Titien menceritakan segalanya, seluruh kisahnya dengan cowok itu, dan ditutup dengan kesedihannya. Ia sampai menangis…
Aku jadi terharu… ternyata cerita kita sama. Kenapa sih cewek secantik ini harus menderita karena ditinggal mati…
Kami berdua bertatapan sambil berpelukan, merenungi nasib malang yang pernah kami lewati. Kini aku menggenggam tangan Titien kuat-kuat dan mengatakan cintaku dan keinginanku untuk bersatu dengannya. Gadis itu hanya mengangguk mengungkap penerimaannya akan cinta yang sebesar itu. Aku mengusap air matanya dan mengajaknya melupakan masa lalu, dan menatap masa depan.
Ia menatapku dalam… aku balas menatapnya.
“Eh… sayang, aku penasaran… sejak kapan kamu mencintaiku?” Tanya ku ingin memastikan sesuatu.

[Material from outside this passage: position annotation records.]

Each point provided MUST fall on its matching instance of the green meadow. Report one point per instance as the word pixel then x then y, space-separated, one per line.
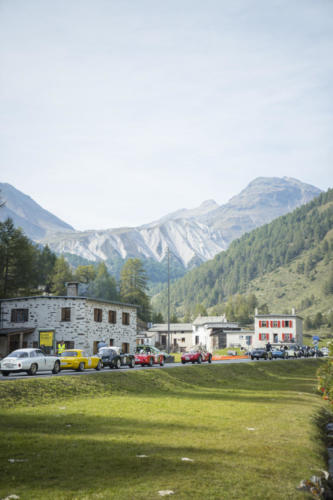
pixel 248 431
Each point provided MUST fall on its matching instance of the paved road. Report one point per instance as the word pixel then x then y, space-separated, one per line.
pixel 71 373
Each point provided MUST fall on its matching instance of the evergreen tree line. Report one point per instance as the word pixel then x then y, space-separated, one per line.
pixel 256 253
pixel 29 269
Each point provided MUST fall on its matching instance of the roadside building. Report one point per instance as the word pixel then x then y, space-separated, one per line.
pixel 242 339
pixel 180 336
pixel 81 322
pixel 211 332
pixel 277 329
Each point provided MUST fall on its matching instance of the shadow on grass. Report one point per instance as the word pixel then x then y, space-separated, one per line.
pixel 47 458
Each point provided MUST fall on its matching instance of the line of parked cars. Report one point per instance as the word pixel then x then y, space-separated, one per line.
pixel 32 360
pixel 287 351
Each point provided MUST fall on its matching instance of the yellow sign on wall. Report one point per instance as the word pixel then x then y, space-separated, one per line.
pixel 46 338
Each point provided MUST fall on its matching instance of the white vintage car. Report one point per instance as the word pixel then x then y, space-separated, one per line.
pixel 30 361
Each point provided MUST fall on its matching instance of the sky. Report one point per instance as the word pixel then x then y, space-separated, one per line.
pixel 117 112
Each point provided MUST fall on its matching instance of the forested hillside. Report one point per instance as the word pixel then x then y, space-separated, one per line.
pixel 304 237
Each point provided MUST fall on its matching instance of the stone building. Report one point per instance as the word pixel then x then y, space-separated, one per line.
pixel 78 321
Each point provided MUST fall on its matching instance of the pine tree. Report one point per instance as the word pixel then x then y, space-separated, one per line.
pixel 133 287
pixel 61 274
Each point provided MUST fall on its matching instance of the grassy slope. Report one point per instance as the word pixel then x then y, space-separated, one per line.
pixel 284 288
pixel 79 437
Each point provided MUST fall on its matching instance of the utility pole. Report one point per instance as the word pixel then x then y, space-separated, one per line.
pixel 168 300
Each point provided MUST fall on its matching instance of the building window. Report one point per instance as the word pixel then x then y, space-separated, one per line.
pixel 19 315
pixel 65 314
pixel 125 318
pixel 98 314
pixel 113 317
pixel 125 347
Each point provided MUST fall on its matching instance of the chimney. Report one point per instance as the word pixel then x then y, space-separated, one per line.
pixel 72 289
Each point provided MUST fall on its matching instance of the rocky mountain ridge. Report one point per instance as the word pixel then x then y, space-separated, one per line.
pixel 192 235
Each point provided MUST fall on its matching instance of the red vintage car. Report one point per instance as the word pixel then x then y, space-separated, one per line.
pixel 149 359
pixel 194 356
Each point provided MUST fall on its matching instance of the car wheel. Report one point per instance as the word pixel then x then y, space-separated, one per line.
pixel 33 369
pixel 56 368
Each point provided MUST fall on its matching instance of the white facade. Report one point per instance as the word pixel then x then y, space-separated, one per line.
pixel 180 336
pixel 277 329
pixel 242 339
pixel 72 319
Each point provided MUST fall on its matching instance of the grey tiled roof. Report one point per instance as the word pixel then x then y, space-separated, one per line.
pixel 174 327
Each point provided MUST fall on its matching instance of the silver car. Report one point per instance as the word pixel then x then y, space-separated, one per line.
pixel 30 361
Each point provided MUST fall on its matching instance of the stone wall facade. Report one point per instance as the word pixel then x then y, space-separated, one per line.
pixel 82 329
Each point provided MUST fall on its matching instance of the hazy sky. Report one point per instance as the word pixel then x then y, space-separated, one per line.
pixel 117 112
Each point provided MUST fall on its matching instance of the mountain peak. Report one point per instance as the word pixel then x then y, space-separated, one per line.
pixel 209 204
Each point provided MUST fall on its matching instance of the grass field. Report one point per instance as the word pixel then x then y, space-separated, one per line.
pixel 250 430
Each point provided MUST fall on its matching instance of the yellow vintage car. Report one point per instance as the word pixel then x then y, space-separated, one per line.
pixel 77 359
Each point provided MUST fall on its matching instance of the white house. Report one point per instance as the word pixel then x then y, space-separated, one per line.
pixel 181 337
pixel 78 321
pixel 242 338
pixel 211 332
pixel 277 329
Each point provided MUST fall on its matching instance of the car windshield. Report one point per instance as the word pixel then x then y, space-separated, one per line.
pixel 18 354
pixel 67 354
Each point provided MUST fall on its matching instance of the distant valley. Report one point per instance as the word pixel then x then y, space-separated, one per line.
pixel 192 235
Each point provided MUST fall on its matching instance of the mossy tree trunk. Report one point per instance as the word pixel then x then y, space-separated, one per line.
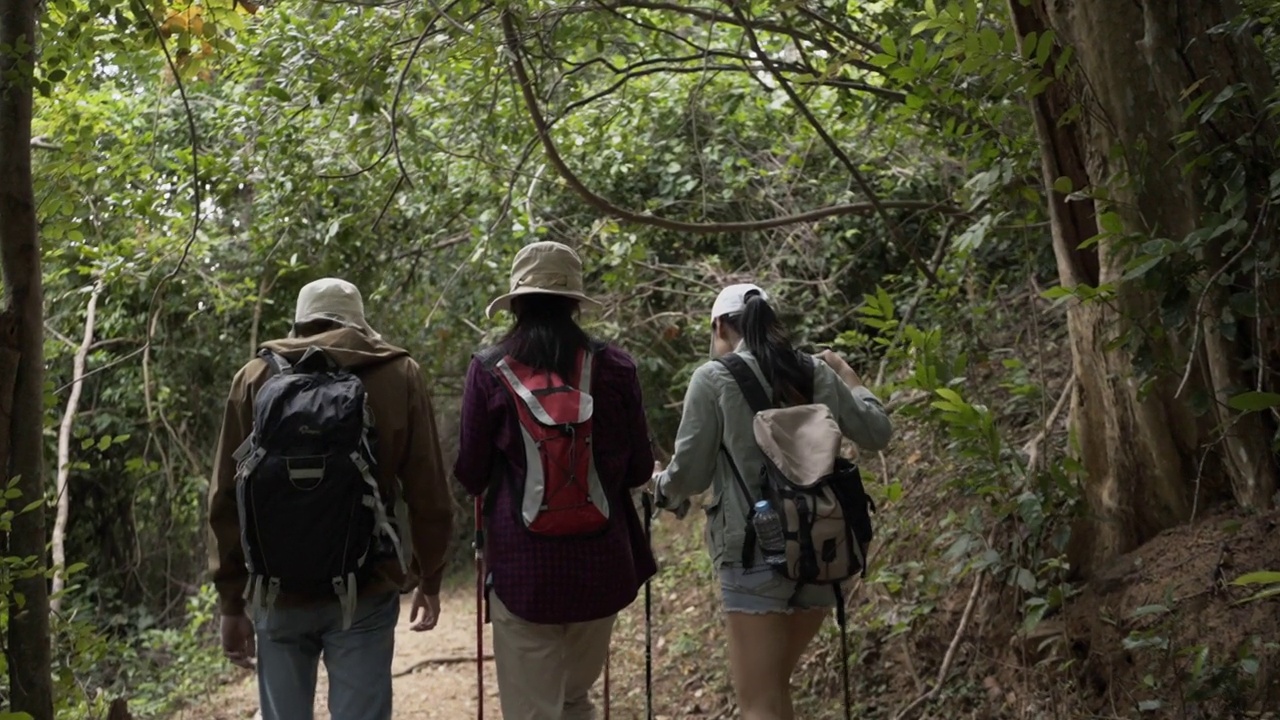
pixel 1120 124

Titien menatapku malu-malu, tapi ia berbisik,
“Sayang, aku jatuh cinta padamu sejak pertama kamu jatuh cinta padaku.” Pinter juga gadis ini memberikan jawaban yang ambigius. Ia pasti mau aku yang duluan terbuka.
“Tapi aku jatuh cinta sejak pertama bertemu dan memandangmu di airport!” Kataku.
Titien malu-malu menjawab. Ia hanya mengangguk membenarkan. Ini namanya cinta pada pandangan pertama.
“Pantesan!”
“Pantesan apa?” Desak Titien…
“Pantesan waktu di mobil itu kamu cari pegang kontolku…!” Aku berkata sambil tertawa meledeknya, lalu langsung berdiri melarikan diri…
“Heh? Ihhh... awas kamu yah, kalo ku dapat lagi, akan kupatahkan kontolmu.” Titien mengejarku…
-----
POV Titien
Tak kusangka Brian juga mengalami nasib yang sama denganku, ditinggal mati oleh pacar tercinta. Ia tahu apa yang kurasakan dan mampu melewatinya. Cowok ini luar biasa, sukar dicari lho yang seperti ini… eh seperti aku, sih!
Perjalanan singkat dari Bukit Doa menuju ke Wihara Tomohon kami lalui dengan banyak merenung. Karena sepi melalui lorong-lorong kecil, Brian bersepeda disampingku, ia masih tersenyum. Kayaknya cowok ini adalah orang yang tepat menggantikan Nando.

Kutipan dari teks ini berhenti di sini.